Ok, yeah, those latencies are pretty high.  I think what's happening is
that the tuples aren't being acked fast enough and are timing out.  How
taxed is your ES box?  Can you drop the batch size down to maybe 100 and
see what happens?

On Fri, Apr 21, 2017 at 12:05 PM, Ali Nazemian <[email protected]>
wrote:

> Please find the bolt part of Storm-UI related to indexing topology:
>
> http://imgur.com/a/tFkmO
>
> As you can see a hdfs error has also appeared which is not important right
> now.
>
> On Sat, Apr 22, 2017 at 1:59 AM, Casey Stella <[email protected]> wrote:
>
>> What's curious is the enrichment topology showing the same issues, but my
>> mind went to ES as well.
>>
>> On Fri, Apr 21, 2017 at 11:57 AM, Ryan Merriman <[email protected]>
>> wrote:
>>
>>> Yes which bolt is reporting all those failures?  My theory is that there
>>> is some ES tuning that needs to be done.
>>>
>>> On Fri, Apr 21, 2017 at 10:53 AM, Casey Stella <[email protected]>
>>> wrote:
>>>
>>>> Could I see a little more of that screen?  Specifically what the bolts
>>>> look like.
>>>>
>>>> On Fri, Apr 21, 2017 at 11:51 AM, Ali Nazemian <[email protected]>
>>>> wrote:
>>>>
>>>>> Please find the storm-UI screenshot as follows.
>>>>>
>>>>> http://imgur.com/FhIrGFd
>>>>>
>>>>>
>>>>> On Sat, Apr 22, 2017 at 1:41 AM, Ali Nazemian <[email protected]>
>>>>> wrote:
>>>>>
>>>>>> Hi Casey,
>>>>>>
>>>>>> - topology.message.timeout: It was 30s at first. I have increased it
>>>>>> to 300s, no changes!
>>>>>> - It is a very basic geo-enrichment and simple rule for threat triage!
>>>>>> - No, not at all.
>>>>>> - I have changed that to find the best value. it is 5000 which is
>>>>>> about to 5MB.
>>>>>> - I have changed the number of executors for the Storm acker thread,
>>>>>> and I have also changed the value of topology.max.spout.pending, still no
>>>>>> changes!
>>>>>>
>>>>>> On Sat, Apr 22, 2017 at 1:24 AM, Casey Stella <[email protected]>
>>>>>> wrote:
>>>>>>
>>>>>>> Also,
>>>>>>> * what's your setting for topology.message.timeout?

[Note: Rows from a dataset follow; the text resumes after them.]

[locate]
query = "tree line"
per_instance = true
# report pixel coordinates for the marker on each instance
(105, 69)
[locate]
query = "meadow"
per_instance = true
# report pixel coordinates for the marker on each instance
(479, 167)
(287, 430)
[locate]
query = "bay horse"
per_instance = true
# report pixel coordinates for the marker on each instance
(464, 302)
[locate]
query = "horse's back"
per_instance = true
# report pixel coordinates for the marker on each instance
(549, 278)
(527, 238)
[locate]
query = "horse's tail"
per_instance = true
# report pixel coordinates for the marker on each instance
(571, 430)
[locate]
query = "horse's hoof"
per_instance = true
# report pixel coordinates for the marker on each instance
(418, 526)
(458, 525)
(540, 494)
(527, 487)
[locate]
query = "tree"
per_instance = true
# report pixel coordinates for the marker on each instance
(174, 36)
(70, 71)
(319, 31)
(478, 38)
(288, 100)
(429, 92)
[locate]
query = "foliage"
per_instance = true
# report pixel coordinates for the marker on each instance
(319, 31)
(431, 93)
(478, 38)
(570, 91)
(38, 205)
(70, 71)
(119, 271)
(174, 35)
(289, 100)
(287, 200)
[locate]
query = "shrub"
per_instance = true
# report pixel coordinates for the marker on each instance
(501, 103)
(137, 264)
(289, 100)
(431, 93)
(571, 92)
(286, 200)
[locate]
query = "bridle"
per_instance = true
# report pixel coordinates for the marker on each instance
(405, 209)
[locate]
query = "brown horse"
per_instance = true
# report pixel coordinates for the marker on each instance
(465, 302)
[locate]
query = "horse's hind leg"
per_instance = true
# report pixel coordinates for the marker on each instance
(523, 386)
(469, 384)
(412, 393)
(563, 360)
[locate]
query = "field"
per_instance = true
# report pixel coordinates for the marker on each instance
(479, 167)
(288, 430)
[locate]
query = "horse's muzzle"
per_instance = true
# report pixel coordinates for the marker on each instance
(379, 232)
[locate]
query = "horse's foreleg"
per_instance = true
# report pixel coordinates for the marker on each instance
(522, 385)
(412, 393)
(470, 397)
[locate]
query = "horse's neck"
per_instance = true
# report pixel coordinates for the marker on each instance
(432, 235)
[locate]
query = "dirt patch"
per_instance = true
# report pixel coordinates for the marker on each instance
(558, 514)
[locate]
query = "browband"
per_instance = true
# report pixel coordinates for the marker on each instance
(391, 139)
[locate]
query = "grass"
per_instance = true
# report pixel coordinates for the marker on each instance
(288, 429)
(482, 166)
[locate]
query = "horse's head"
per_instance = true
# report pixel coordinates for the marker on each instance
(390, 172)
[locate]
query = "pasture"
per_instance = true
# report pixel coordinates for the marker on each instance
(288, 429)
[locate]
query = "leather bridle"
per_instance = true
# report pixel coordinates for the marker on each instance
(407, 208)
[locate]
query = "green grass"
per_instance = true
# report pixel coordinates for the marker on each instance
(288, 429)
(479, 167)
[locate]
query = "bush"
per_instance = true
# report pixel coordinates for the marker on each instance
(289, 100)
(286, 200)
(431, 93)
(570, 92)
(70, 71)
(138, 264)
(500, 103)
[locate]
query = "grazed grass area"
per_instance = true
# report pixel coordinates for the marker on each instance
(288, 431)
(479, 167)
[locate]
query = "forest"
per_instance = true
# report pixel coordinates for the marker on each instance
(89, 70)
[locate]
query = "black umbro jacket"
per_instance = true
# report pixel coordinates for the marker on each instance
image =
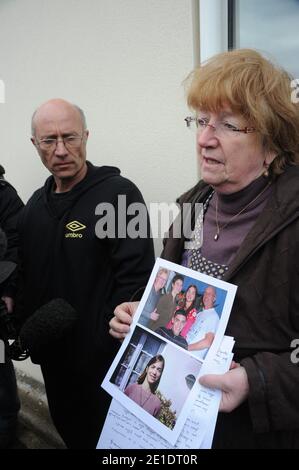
(63, 258)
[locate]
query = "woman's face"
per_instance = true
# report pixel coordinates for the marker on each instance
(229, 161)
(177, 286)
(154, 372)
(190, 294)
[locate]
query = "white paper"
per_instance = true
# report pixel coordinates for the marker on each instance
(123, 430)
(180, 363)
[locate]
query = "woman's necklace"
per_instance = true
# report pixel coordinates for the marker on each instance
(218, 228)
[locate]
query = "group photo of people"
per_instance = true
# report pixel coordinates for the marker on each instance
(183, 310)
(149, 223)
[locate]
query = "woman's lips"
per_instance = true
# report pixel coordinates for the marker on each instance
(211, 161)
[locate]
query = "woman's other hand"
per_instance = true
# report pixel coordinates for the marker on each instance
(233, 384)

>>>>>>> * You said you're seeing this in indexing and enrichment, what
>>>>>>> enrichments do you have in place?
>>>>>>> * Is ES being taxed heavily?
>>>>>>> * What's your ES batch size for the sensor?
>>>>>>>
>>>>>>> On Fri, Apr 21, 2017 at 10:46 AM, Casey Stella <[email protected]>
>>>>>>> wrote:
>>>>>>>
>>>>>>>> So you're seeing failures in the storm topology but no errors in
>>>>>>>> the logs.  Would you mind sending over a screenshot of the indexing
>>>>>>>> topology from the storm UI?  You might not be able to paste the image 
>>>>>>>> on
>>>>>>>> the mailing list, so maybe an imgur link would be in order.
>>>>>>>>
>>>>>>>> Thanks,
>>>>>>>>
>>>>>>>> Casey
>>>>>>>>
>>>>>>>> On Fri, Apr 21, 2017 at 10:34 AM, Ali Nazemian <
>>>>>>>> [email protected]> wrote:
>>>>>>>>
>>>>>>>>> Hi Ryan,
>>>>>>>>>
>>>>>>>>> No, I cannot see any error inside the indexing error topic. Also,
>>>>>>>>> the number of tuples is emitted and transferred to the error indexing 
>>>>>>>>> bolt
>>>>>>>>> is zero!
>>>>>>>>>
>>>>>>>>> On Sat, Apr 22, 2017 at 12:29 AM, Ryan Merriman <
>>>>>>>>> [email protected]> wrote:
>>>>>>>>>
>>>>>>>>>> Do you see any errors in the error* index in Elasticsearch?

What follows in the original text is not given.